A pesar de las inundaciones, la sequía, los impuestos, o el costo del dinero, la Argentina se apresta a alcanzar una nueva y voluminosa cosecha, aunque el endeudamiento y la situación financiera global acumulada del campo, hacen prever que ni con blindaje se sale.
Esta es la realidad, con sabor amargo, pero la realidad al fin. Y entonces, la pregunta obvia que surge es: ¿qué pasaría con este país productivo si se eliminaran la cantidad de gastos producto de ineficiencias ajenas (del Estado o privadas), si se terminara con los mercados cautivos que aún subsisten o si se lograra la transparencia real en muchas plazas que todavía distan de alcanzar?
Habría que hacer un cálculo, aunque sea en borrador, de los montos anuales que implican, por ejemplo, la tasa sobre los intereses bancarios, la cantidad de gastos administrativos del sistema financiero, las regulaciones e ineficiencias de la mayoría de los trámites en el sector oficial, los defases financieros por las demoras del Estado para devolver impuestos como el IVA de exportación, el costo de hacer una simple gestión de inscripción o dar un certificado; salir a conseguir dinero comercial ante las trabas crecientes del sistema financiero, o infinidad de temas más que representan, para el empresario demoras (que son plata), infinitos traslados (que también son plata), costosos asesoramientos, y mucha mala sangre.
Imaginar sólo esa cifra casi significaría asegurar que es capaz de neutralizar el endeudamiento de arrastre que tiene el campo. Lamentablemente, para el hombre de campo y para el país, ese sorprendente monto no sirve para nada, al menos no para nada productivo. En la mayoría de los casos, en lugar de generar más riqueza, sólo se utiliza para alimentar más burocracia, más sectores de servicios que, en definitiva no son tales (como buena parte de las tasas municipales).

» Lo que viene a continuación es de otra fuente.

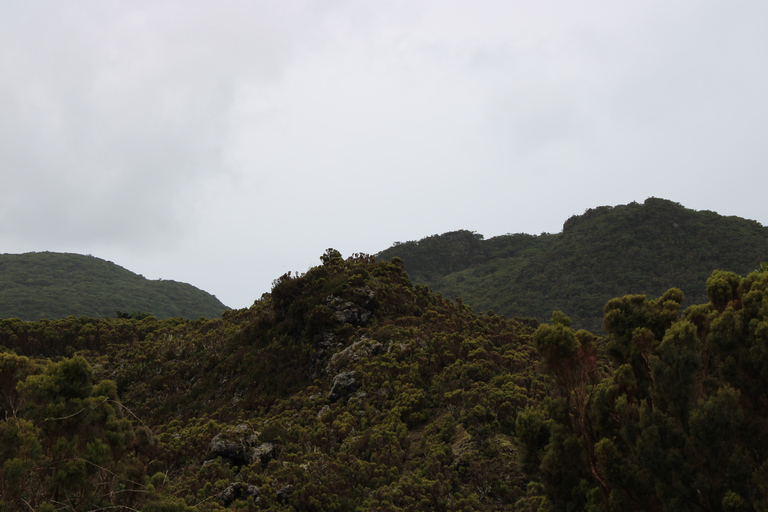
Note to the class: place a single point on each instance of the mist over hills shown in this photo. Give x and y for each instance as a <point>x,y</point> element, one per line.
<point>608,251</point>
<point>53,285</point>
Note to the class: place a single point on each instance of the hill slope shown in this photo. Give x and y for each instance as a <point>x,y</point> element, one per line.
<point>56,285</point>
<point>608,251</point>
<point>348,388</point>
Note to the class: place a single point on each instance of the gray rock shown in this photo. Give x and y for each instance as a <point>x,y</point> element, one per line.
<point>344,384</point>
<point>356,313</point>
<point>264,453</point>
<point>237,491</point>
<point>233,445</point>
<point>284,493</point>
<point>230,450</point>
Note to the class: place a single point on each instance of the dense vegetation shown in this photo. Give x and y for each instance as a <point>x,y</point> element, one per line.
<point>608,251</point>
<point>51,285</point>
<point>350,388</point>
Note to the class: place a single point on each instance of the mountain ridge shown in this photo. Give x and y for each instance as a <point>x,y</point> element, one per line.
<point>607,251</point>
<point>39,285</point>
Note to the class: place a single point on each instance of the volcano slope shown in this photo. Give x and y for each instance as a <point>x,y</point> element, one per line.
<point>349,388</point>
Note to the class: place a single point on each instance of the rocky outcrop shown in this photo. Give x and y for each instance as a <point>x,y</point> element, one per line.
<point>344,384</point>
<point>264,453</point>
<point>240,446</point>
<point>238,491</point>
<point>356,312</point>
<point>363,348</point>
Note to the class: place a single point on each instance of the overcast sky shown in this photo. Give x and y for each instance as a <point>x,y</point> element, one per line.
<point>225,143</point>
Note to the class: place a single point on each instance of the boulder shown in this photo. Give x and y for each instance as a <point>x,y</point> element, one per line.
<point>264,453</point>
<point>237,491</point>
<point>344,384</point>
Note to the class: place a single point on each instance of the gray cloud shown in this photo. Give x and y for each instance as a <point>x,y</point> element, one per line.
<point>224,144</point>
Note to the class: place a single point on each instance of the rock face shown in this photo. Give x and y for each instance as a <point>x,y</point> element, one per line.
<point>264,453</point>
<point>363,348</point>
<point>234,445</point>
<point>344,384</point>
<point>356,313</point>
<point>237,491</point>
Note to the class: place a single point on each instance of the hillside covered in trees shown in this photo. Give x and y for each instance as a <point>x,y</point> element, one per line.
<point>52,285</point>
<point>350,388</point>
<point>608,251</point>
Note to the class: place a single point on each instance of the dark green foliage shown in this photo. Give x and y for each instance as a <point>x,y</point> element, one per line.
<point>676,422</point>
<point>35,286</point>
<point>440,408</point>
<point>606,252</point>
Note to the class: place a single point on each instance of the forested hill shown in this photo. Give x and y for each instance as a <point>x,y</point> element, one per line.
<point>608,251</point>
<point>53,285</point>
<point>347,388</point>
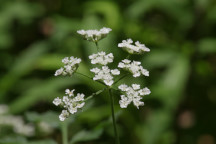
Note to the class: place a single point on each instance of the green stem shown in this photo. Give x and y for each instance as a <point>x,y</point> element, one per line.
<point>64,132</point>
<point>96,43</point>
<point>96,93</point>
<point>89,77</point>
<point>113,117</point>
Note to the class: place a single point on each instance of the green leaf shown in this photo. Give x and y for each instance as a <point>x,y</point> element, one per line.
<point>207,45</point>
<point>85,135</point>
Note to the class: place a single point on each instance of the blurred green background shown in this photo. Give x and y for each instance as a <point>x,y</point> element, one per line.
<point>36,34</point>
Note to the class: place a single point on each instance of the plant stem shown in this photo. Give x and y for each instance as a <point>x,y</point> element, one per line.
<point>96,93</point>
<point>89,77</point>
<point>113,117</point>
<point>64,132</point>
<point>96,43</point>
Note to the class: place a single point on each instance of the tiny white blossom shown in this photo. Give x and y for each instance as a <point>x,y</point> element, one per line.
<point>57,101</point>
<point>134,67</point>
<point>101,58</point>
<point>105,74</point>
<point>94,35</point>
<point>123,87</point>
<point>115,72</point>
<point>59,72</point>
<point>63,115</point>
<point>135,86</point>
<point>128,46</point>
<point>144,91</point>
<point>71,65</point>
<point>71,103</point>
<point>70,93</point>
<point>132,94</point>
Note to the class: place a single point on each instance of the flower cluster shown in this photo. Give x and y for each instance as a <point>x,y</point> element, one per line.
<point>105,74</point>
<point>71,65</point>
<point>134,67</point>
<point>132,94</point>
<point>94,35</point>
<point>128,46</point>
<point>70,103</point>
<point>101,58</point>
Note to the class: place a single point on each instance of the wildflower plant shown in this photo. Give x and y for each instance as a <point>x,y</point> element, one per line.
<point>72,103</point>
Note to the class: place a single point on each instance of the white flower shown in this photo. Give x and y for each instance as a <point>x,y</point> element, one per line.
<point>71,103</point>
<point>101,58</point>
<point>132,94</point>
<point>105,74</point>
<point>128,46</point>
<point>71,65</point>
<point>57,101</point>
<point>134,67</point>
<point>94,35</point>
<point>144,91</point>
<point>16,123</point>
<point>63,115</point>
<point>59,72</point>
<point>135,86</point>
<point>70,93</point>
<point>115,72</point>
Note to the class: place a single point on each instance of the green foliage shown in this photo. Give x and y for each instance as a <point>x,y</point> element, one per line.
<point>36,35</point>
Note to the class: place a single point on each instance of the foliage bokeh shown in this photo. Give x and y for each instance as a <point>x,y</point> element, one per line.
<point>36,35</point>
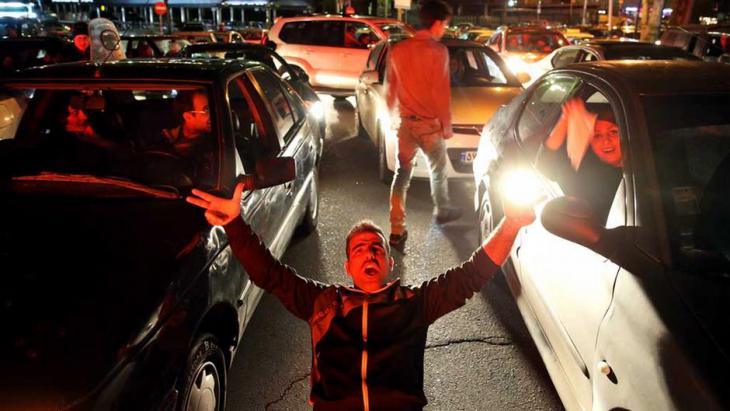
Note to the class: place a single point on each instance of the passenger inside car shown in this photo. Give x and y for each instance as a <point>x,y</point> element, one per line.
<point>590,174</point>
<point>195,127</point>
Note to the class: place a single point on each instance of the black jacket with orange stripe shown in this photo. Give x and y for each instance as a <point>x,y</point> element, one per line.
<point>367,349</point>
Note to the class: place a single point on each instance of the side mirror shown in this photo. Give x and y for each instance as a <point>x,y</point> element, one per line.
<point>523,77</point>
<point>370,77</point>
<point>299,73</point>
<point>572,219</point>
<point>270,172</point>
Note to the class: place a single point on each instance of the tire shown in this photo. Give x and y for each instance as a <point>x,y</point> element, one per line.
<point>311,214</point>
<point>489,216</point>
<point>384,173</point>
<point>203,382</point>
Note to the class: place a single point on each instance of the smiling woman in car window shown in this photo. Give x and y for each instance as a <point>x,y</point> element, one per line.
<point>589,165</point>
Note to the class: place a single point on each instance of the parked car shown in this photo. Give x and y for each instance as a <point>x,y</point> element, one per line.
<point>152,45</point>
<point>117,294</point>
<point>478,34</point>
<point>623,279</point>
<point>710,43</point>
<point>332,50</point>
<point>196,36</point>
<point>480,83</point>
<point>523,45</point>
<point>605,50</point>
<point>24,52</point>
<point>248,52</point>
<point>576,35</point>
<point>229,36</point>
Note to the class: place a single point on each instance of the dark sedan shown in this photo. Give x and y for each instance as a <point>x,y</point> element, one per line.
<point>117,294</point>
<point>624,279</point>
<point>250,52</point>
<point>597,50</point>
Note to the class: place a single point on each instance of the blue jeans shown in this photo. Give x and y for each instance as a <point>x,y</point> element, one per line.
<point>426,134</point>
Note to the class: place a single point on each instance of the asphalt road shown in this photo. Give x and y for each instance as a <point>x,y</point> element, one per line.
<point>479,357</point>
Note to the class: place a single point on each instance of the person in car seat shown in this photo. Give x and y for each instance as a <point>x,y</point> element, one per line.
<point>195,127</point>
<point>590,165</point>
<point>368,339</point>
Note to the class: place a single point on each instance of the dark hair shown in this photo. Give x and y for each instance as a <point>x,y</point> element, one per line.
<point>433,10</point>
<point>364,226</point>
<point>184,101</point>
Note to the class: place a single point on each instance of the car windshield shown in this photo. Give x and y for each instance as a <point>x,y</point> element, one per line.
<point>149,135</point>
<point>639,52</point>
<point>690,135</point>
<point>534,42</point>
<point>397,29</point>
<point>473,67</point>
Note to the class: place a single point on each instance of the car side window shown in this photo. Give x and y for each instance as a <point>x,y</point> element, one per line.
<point>359,35</point>
<point>495,42</point>
<point>587,56</point>
<point>328,33</point>
<point>586,161</point>
<point>244,126</point>
<point>277,103</point>
<point>543,108</point>
<point>564,57</point>
<point>372,62</point>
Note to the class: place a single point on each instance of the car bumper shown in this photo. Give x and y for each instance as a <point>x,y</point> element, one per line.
<point>461,150</point>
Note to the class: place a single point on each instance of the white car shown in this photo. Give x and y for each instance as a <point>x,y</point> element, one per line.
<point>484,87</point>
<point>332,50</point>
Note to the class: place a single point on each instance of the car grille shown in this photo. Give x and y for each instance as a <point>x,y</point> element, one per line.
<point>461,159</point>
<point>469,129</point>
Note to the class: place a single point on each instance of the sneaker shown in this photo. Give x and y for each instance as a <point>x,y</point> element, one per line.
<point>446,215</point>
<point>398,241</point>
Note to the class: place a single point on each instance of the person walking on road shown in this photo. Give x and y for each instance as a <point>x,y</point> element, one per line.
<point>368,339</point>
<point>417,78</point>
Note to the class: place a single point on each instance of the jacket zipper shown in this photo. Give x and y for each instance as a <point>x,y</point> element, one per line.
<point>364,364</point>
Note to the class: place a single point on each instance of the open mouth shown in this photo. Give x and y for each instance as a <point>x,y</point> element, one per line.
<point>371,269</point>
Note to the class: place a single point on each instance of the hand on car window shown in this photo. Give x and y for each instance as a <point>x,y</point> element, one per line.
<point>218,210</point>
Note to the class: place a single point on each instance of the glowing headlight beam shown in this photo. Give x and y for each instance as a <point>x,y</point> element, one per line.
<point>522,187</point>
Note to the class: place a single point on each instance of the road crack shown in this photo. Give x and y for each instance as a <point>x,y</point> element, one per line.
<point>497,340</point>
<point>286,391</point>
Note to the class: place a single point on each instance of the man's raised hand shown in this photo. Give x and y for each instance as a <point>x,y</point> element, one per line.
<point>218,210</point>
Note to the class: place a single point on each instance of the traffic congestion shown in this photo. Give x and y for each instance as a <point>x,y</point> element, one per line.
<point>531,204</point>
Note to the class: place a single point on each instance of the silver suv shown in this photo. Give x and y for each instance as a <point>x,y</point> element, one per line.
<point>332,50</point>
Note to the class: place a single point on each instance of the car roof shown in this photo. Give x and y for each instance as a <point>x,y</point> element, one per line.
<point>374,19</point>
<point>148,36</point>
<point>661,76</point>
<point>175,69</point>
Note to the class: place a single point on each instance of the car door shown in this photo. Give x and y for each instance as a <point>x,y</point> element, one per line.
<point>564,56</point>
<point>358,37</point>
<point>368,90</point>
<point>572,285</point>
<point>249,142</point>
<point>295,139</point>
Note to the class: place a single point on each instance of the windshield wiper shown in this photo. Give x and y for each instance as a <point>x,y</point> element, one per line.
<point>167,192</point>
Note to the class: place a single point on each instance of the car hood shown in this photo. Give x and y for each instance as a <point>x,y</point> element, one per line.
<point>80,279</point>
<point>475,105</point>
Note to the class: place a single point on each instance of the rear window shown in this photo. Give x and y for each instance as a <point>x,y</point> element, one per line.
<point>317,33</point>
<point>158,136</point>
<point>534,42</point>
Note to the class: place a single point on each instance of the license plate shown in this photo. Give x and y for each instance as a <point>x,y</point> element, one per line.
<point>467,157</point>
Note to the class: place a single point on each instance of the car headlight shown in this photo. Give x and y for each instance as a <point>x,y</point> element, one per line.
<point>517,65</point>
<point>316,108</point>
<point>522,187</point>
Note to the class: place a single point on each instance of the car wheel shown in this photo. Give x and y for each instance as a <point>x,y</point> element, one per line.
<point>489,216</point>
<point>311,214</point>
<point>203,383</point>
<point>360,129</point>
<point>384,173</point>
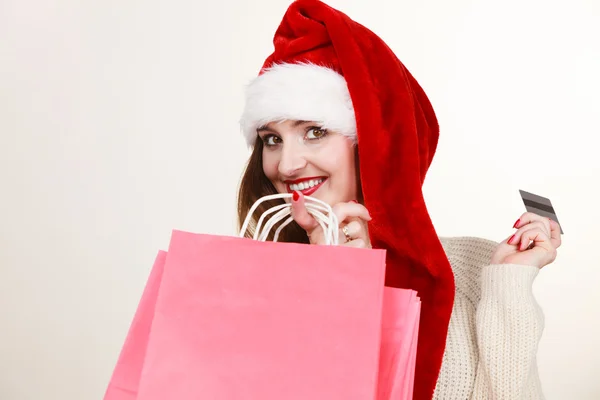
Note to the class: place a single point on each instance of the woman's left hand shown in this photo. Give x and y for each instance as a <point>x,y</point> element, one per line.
<point>534,243</point>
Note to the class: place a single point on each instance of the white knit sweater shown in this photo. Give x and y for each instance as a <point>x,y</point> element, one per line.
<point>494,329</point>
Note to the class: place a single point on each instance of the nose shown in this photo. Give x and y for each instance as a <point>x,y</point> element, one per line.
<point>292,160</point>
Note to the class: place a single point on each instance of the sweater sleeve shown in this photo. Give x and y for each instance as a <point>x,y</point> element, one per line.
<point>509,325</point>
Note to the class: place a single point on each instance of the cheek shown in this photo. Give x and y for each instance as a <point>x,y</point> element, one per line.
<point>270,164</point>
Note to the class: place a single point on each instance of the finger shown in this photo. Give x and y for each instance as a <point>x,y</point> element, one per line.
<point>535,237</point>
<point>358,243</point>
<point>301,214</point>
<point>516,238</point>
<point>344,211</point>
<point>555,236</point>
<point>529,217</point>
<point>354,229</point>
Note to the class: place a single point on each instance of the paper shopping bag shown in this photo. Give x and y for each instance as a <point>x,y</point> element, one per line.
<point>398,349</point>
<point>242,319</point>
<point>125,379</point>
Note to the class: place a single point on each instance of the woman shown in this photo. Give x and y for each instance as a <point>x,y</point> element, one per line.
<point>335,115</point>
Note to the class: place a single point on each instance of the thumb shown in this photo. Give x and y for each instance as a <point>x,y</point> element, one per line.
<point>301,214</point>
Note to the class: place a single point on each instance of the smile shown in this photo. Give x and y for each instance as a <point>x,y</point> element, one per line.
<point>307,185</point>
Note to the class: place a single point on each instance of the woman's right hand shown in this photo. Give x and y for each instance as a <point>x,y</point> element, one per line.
<point>352,216</point>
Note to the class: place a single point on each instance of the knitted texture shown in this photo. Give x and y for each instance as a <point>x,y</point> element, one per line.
<point>494,330</point>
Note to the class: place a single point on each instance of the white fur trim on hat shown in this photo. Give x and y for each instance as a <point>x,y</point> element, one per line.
<point>306,92</point>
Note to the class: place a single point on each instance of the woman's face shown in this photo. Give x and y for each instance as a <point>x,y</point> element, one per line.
<point>300,155</point>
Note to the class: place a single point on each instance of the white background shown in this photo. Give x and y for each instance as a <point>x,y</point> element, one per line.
<point>118,123</point>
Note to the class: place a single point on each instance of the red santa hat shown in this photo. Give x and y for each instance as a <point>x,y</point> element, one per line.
<point>328,68</point>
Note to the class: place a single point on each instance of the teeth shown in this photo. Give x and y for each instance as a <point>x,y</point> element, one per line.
<point>305,185</point>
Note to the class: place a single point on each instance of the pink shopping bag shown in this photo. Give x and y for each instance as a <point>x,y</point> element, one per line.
<point>237,318</point>
<point>126,375</point>
<point>398,349</point>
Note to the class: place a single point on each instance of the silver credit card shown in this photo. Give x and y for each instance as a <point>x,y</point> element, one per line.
<point>539,205</point>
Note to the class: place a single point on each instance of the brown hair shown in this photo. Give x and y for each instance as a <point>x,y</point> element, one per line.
<point>255,184</point>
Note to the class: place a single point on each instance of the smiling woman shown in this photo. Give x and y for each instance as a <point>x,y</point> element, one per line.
<point>332,89</point>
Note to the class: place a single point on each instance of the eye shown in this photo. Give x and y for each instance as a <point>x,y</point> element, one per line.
<point>271,140</point>
<point>315,133</point>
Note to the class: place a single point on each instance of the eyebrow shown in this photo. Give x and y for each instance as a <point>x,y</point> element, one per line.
<point>295,124</point>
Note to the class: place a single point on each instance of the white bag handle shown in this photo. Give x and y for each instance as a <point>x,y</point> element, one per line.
<point>322,212</point>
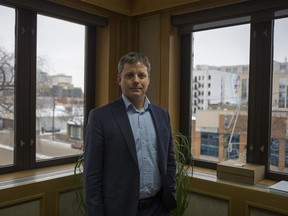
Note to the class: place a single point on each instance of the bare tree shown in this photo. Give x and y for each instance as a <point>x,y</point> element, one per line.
<point>6,83</point>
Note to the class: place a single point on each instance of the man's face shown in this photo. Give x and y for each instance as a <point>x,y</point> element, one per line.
<point>134,81</point>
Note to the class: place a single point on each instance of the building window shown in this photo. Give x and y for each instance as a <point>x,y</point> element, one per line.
<point>209,145</point>
<point>250,87</point>
<point>59,85</point>
<point>279,127</point>
<point>228,40</point>
<point>7,86</point>
<point>36,111</point>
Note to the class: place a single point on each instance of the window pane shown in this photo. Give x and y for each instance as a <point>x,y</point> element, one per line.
<point>279,122</point>
<point>220,79</point>
<point>60,85</point>
<point>7,44</point>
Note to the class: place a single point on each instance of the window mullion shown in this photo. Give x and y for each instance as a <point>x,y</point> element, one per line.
<point>259,91</point>
<point>23,83</point>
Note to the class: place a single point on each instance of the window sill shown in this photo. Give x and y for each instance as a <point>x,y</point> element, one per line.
<point>211,175</point>
<point>14,179</point>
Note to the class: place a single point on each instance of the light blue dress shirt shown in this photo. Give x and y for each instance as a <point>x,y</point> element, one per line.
<point>146,147</point>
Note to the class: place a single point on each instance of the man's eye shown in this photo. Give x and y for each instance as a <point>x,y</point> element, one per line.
<point>141,76</point>
<point>129,76</point>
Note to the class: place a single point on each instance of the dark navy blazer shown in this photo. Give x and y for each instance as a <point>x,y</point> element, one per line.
<point>111,173</point>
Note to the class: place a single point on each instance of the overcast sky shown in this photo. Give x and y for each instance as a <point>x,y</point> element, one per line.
<point>61,43</point>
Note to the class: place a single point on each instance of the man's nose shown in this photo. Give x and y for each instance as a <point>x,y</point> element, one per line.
<point>136,78</point>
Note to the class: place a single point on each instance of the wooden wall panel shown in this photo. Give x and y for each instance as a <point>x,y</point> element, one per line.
<point>148,36</point>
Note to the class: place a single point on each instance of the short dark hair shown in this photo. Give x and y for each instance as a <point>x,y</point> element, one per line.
<point>133,58</point>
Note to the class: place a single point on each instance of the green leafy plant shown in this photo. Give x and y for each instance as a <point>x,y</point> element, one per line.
<point>184,161</point>
<point>78,176</point>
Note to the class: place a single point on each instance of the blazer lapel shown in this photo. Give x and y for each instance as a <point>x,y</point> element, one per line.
<point>120,114</point>
<point>160,146</point>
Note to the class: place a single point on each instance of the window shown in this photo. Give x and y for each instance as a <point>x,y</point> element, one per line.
<point>245,52</point>
<point>59,88</point>
<point>46,91</point>
<point>7,85</point>
<point>279,110</point>
<point>225,67</point>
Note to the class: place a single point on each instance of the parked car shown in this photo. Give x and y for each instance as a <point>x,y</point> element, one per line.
<point>50,129</point>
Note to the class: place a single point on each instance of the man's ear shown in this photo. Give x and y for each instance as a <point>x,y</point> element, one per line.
<point>119,78</point>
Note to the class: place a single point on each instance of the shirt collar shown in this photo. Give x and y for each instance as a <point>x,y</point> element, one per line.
<point>128,103</point>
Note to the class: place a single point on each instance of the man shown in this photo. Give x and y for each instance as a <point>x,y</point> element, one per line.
<point>129,167</point>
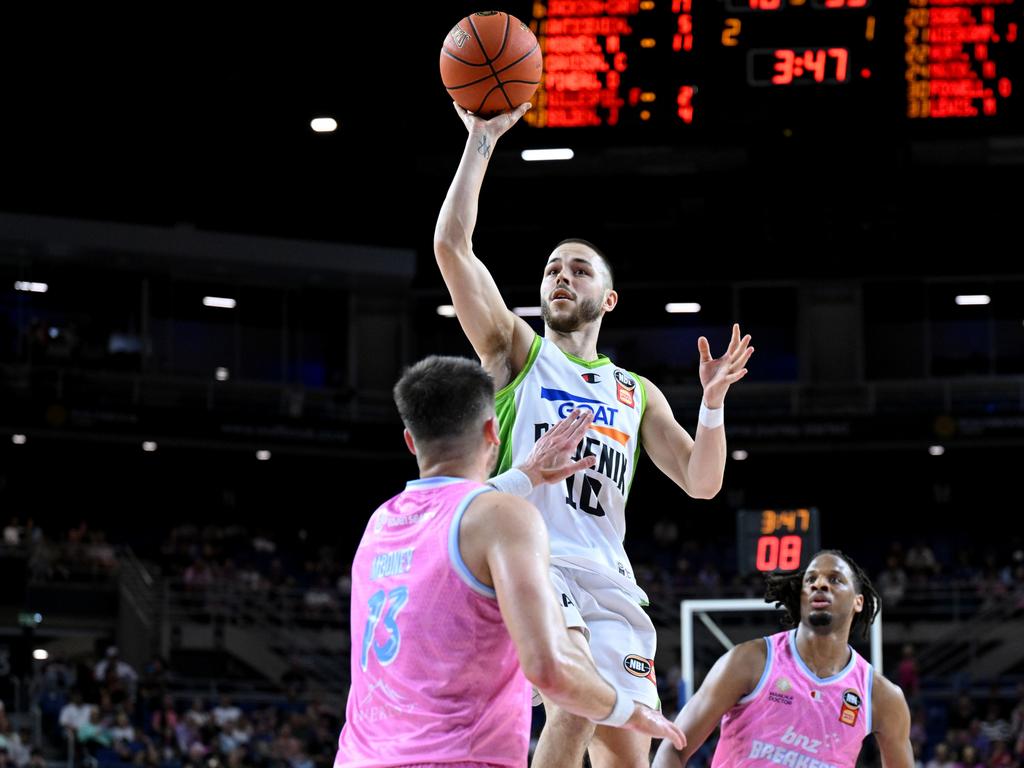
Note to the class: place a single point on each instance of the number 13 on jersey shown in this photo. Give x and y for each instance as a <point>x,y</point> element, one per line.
<point>386,605</point>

En definitiva, un creciente sector de saco y corbata, de escritorio, vive a costa de una producción que sólo se sostiene comiéndose su propio cuerpo.
Se va a la cloaca
Es cierto que la cosecha, probablemente, vaya a ser importante, también que el stock vacuno sigue más o menos estable, igual que la cantidad de árboles frutales plantados (y que siguen produciendo más allá de la voluntad o decisión de los productores), o que otros rubros productivos con suerte más o menos variable. Pero también es indiscutible que hay una inmensa masa de recursos que se va por la cloaca, en lugar de agregarse a los fondos productivos, lo que permitiría incrementar sensiblemente las producciones, amén de abaratar sus costos tornándolas más competitivas para el exterior y menos onerosas para el consumo interno.
A nadie escapa, a esta altura, que aunque en general el campo no sea formador de precios, todos estos costos adicionales que casi nadie analizó a fondo todavía, necesariamente se deben volcar al final en el valor del producto.
Puestas así las cosas, la diferencia entonces no pasa por una política para el campo, sino por la definición de un política de corto plazo, recaudatoria, inequitativa (donde el que cumple con sus obligaciones debe subsidiar a los que no lo hacen), o de largo plazo en la que los incrementos de producción y de actividad económica permitan incrementar los ingresos fiscales para que el Estado -con eficiencia- también pueda cumplir con sus obligaciones.
Lamentablemente, hasta ahora, la opción que parece haber elegido el gobierno es la primera, tal vez sin tener muy en claro que la torta sigue siendo la misma y ya no resiste muchas más extracciones.